61. Au regard de ces circonstances, la Cour estime que la période de trois (3)
ans et quinze (15) jours constitue un délai raisonnable, au sens de l’article
56(5) de la Charte et de la règle 50(2)(f) du Règlement. En conséquence,
la Cour rejette l’exception d’irrecevabilité et considère que la Requête a été
déposée dans un délai raisonnable.
B. Sur les autres conditions de recevabilité
62. La Cour observe qu'aucune exception n’a été soulevée quant aux autres
conditions de recevabilité. Néanmoins, conformément à la règle 50(1) du
Règlement, elle doit s'assurer que la Requête est recevable avant de
poursuivre son examen.
63. La Cour note que le Requérant a clairement indiqué son identité,
conformément à la règle 50(2)(a) du Règlement.
64. La Cour relève également que les demandes formulées par le Requérant
visent à protéger ses droits garantis par la Charte. En outre, l’un des
objectifs de l’Acte constitutif de l’Union africaine, tel qu’énoncé en son article
3(h), est la promotion et la protection des droits de l'homme et des peuples.
Par ailleurs, la Requête ne contient aucun grief ou aucune demande qui soit
incompatible avec une disposition dudit Acte. En conséquence, la Cour
considère que la Requête est compatible avec l’Acte constitutif de l’Union
africaine et la Charte. Elle considère donc que la Requête satisfait à
l'exigence de la règle 50(2)(b), du Règlement.
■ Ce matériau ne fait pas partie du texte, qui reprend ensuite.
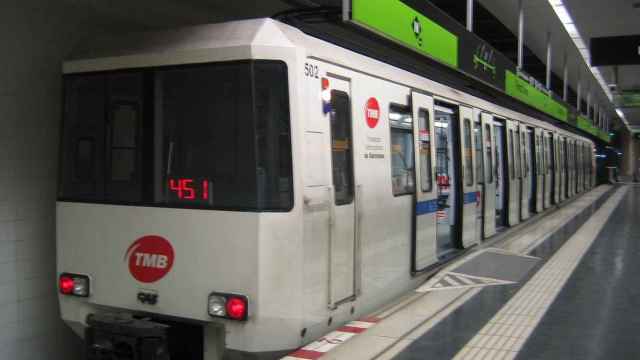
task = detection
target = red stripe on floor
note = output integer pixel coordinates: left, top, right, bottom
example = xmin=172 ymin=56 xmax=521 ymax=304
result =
xmin=338 ymin=326 xmax=367 ymax=334
xmin=358 ymin=316 xmax=380 ymax=323
xmin=289 ymin=349 xmax=325 ymax=360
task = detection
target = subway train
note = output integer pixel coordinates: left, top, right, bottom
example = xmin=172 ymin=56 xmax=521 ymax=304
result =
xmin=56 ymin=19 xmax=595 ymax=360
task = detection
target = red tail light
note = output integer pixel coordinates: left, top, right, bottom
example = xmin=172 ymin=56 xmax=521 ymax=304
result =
xmin=58 ymin=273 xmax=90 ymax=297
xmin=208 ymin=293 xmax=249 ymax=321
xmin=227 ymin=297 xmax=247 ymax=320
xmin=60 ymin=275 xmax=74 ymax=295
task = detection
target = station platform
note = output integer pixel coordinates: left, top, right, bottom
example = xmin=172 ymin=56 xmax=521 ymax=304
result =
xmin=284 ymin=185 xmax=640 ymax=360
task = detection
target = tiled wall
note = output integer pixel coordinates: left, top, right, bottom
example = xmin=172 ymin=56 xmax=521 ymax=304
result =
xmin=0 ymin=0 xmax=81 ymax=360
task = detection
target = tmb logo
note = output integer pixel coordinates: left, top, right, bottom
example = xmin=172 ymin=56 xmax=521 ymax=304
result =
xmin=125 ymin=235 xmax=174 ymax=283
xmin=364 ymin=98 xmax=380 ymax=129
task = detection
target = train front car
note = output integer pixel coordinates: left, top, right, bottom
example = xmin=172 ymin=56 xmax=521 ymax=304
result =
xmin=57 ymin=20 xmax=303 ymax=360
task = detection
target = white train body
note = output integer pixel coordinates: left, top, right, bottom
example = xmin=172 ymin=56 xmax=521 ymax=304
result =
xmin=57 ymin=19 xmax=595 ymax=359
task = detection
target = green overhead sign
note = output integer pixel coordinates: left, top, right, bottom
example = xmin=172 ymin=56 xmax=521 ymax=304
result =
xmin=613 ymin=91 xmax=640 ymax=107
xmin=351 ymin=0 xmax=458 ymax=68
xmin=504 ymin=70 xmax=569 ymax=122
xmin=344 ymin=0 xmax=608 ymax=142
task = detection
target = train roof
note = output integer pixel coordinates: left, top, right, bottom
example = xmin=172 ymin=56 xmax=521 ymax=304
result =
xmin=63 ymin=18 xmax=588 ymax=140
xmin=63 ymin=18 xmax=301 ymax=73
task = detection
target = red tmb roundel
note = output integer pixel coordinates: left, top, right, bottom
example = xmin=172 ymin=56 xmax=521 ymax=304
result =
xmin=364 ymin=98 xmax=380 ymax=129
xmin=125 ymin=235 xmax=174 ymax=283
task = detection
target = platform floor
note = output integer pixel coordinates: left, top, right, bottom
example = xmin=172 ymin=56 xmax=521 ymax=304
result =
xmin=393 ymin=187 xmax=640 ymax=360
xmin=288 ymin=185 xmax=640 ymax=360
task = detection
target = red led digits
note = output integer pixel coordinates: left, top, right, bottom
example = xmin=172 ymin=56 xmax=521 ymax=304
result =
xmin=169 ymin=179 xmax=182 ymax=199
xmin=202 ymin=180 xmax=209 ymax=200
xmin=169 ymin=179 xmax=209 ymax=201
xmin=181 ymin=179 xmax=196 ymax=200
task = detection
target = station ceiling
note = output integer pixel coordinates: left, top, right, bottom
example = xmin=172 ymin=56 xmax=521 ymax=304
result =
xmin=58 ymin=0 xmax=640 ymax=129
xmin=564 ymin=0 xmax=640 ymax=131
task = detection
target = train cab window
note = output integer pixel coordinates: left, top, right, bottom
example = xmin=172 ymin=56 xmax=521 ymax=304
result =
xmin=330 ymin=90 xmax=353 ymax=205
xmin=418 ymin=109 xmax=433 ymax=192
xmin=110 ymin=103 xmax=139 ymax=181
xmin=473 ymin=121 xmax=484 ymax=184
xmin=509 ymin=130 xmax=516 ymax=179
xmin=464 ymin=118 xmax=474 ymax=186
xmin=58 ymin=60 xmax=293 ymax=211
xmin=389 ymin=104 xmax=415 ymax=196
xmin=484 ymin=124 xmax=493 ymax=184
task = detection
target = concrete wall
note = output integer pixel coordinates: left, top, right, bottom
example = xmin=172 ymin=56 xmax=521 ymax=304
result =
xmin=0 ymin=0 xmax=87 ymax=360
65. La Cour note, en outre, que la Requête ne contient aucun terme outrageant,
ou insultants à l’égard de l’État défendeur, de ses institutions ou de l’Union
africaine, ce qui la rend conforme à la règle 50(2)(c) du Règlement.
66. Du reste, la Cour souligne que la Requête n’est pas fondée exclusivement
sur des nouvelles diffusées par les moyens de communication de masse,
mais sur des décisions judiciaires internes, ce qui la rend conforme à la
règle 50(2)(d) du Règlement.
67. En outre, la Requête ne concerne pas une affaire qui a déjà été réglée par
les Parties conformément aux principes de la Charte des Nations Unies, de
l’Acte constitutif de l’Union africaine et des dispositions de la Charte. Elle
est donc conforme à la règle 50(2)(g) du Règlement.
68. Au regard de ce qui précède, la Cour estime que la Requête remplit toutes
les conditions de recevabilité et la déclare recevable.
VII. SUR LE FOND
69. La Cour examinera (A) l’allégation de violation du droit du Requérant à ce
que sa cause soit entendue, protégé par l’article 7(1) de la Charte, avant de
se prononcer sur (B) l’allégation de violation du droit à la non-discrimination,
protégé par l’article 2 de la Charte, (C) l’allégation de violation du droit à une
totale égalité devant la loi et du droit à une égale protection de la loi,
protégés par l’article 3 de la Charte, (D) l’allégation de violation du droit à la
vie, protégé par l’article 4 de la Charte, et enfin (E) l’allégation de violation
du droit à la dignité, protégé par l’article 5 de la Charte.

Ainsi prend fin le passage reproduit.